Строитель жадно обнял худыми пальцами бутылку, запрокинул голову и полбутылки отхватил разом. Хотел отнять бутылку от горла, да задрожали руки, и вместе с табуретом опрокинулся строитель затылком об пол. И бутылка, выпустив коньяк на лицо, на коричневый с серебряными пуговицами китель, осколками звякнула по полу.

Подполковник Прилуцкий гоготал тяжко, как мортирная батарея:

— Го-го-го! Го-го-го!

А строитель ползал по полу, собирая ноги. Ног у него стало много, не сосчитать: уже до сотни доходят.

— Эй! Пенчо! — сказал подполковник. — На сани его!

И строитель повис, как мокрое полотенце, на крепкой руке подполковника. Прилуцкий — впереди, за ним — Пенчо, за Пенчо — все офицеры: к пруду.

У пруда подполковник стряхнул строителя с руки.

— Привязывай!

— Господин полковник, не убивайте! Я бедный строитель… Не нужно… Для вас же на пути работаю…

— Это ты на что намекаешь? — нахмурился подполковник. — Это ты на что намекаешь, что нам еще дальше отступать нужно? А? А впрочем, — прибавил он, — пшел к черту. Катись на кобылке!

Согнувшись, слабый от испуга и трезвый, шагом отъезжал от Вышек на дебелой кобыле строитель. И страшен был ему белый огромный лес, и белое огромное небо, и безглазая, бессмысленная луна.

И пуще всего грустно ему было потому, что не пить ему больше в Вышках с офицерами.

А в Вышках со дня на день пуще пили, а напившись — к пруду: кружиться на санях навстречу морозному ветру.

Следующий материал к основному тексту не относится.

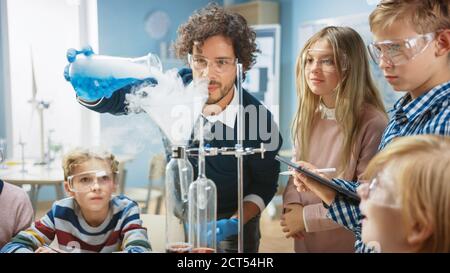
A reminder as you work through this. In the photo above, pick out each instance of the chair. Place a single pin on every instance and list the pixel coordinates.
(151, 192)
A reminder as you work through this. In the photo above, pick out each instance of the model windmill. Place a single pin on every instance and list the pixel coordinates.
(39, 106)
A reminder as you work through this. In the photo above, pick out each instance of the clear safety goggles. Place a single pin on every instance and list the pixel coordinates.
(221, 65)
(401, 51)
(85, 182)
(381, 194)
(325, 63)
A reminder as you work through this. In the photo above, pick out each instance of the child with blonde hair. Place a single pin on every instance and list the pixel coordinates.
(91, 219)
(339, 123)
(412, 45)
(406, 207)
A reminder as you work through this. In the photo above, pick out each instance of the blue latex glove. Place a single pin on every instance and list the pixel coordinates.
(226, 228)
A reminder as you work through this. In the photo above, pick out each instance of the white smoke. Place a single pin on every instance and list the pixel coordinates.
(172, 105)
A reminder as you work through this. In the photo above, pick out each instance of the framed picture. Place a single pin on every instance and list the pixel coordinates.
(263, 80)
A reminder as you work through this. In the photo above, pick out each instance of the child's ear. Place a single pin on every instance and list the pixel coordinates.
(68, 191)
(420, 232)
(443, 43)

Однажды хозяин собрания сказал:

— Господа офицеры! Вино кончается. На две недели еще хватит, а дальше — крышка. Сегодня строителя встретил. Он берется купить, ежели поручат. Заявится сюда — условиться.

Подполковник Прилуцкий гаркнул:

— К черту! А вот что: в сутки все вино кончим. Азарт. В скачки пойдем: кто кого перепьет? А кто всех перепьет — тому отпуск устрою. Идет?

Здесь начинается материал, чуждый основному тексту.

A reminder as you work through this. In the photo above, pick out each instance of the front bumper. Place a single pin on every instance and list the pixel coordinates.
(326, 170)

С вечера началось. На пруду, у чертова колеса, поставили дневального. И при собрании полувзвод дежурил. Свалится офицер, и волокут его за ноги к пруду, там покрутят на санях — и хмель из головы выйдет. Встанет офицер:

— Спасибо, братцы.

А солдаты:

— Рады стараться, ваш-всокродь!

А офицер опять в собрание пить, но уж не уехать ему в отпуск: вышел из строя. Пьет офицер, пока опять не поволокут его на сани, чтобы выкрутить из тела вино.

Сначала по чинам шло: валились прапорщики, за прапорщиками — подпоручики, за теми — поручики. А дальше — без чина: кто капитан, а кто прапорщик — не разобрать, все одинаково пьяны. И оказалось — крепче всех подполковник Прилуцкий и прапорщик Пенчо. К вечеру второго дня все еще сидели они друг против друга, будто трезвые, и стакан за стаканом гоняли в желудок вино.

Так застал их строитель, робко застрявший в дверях.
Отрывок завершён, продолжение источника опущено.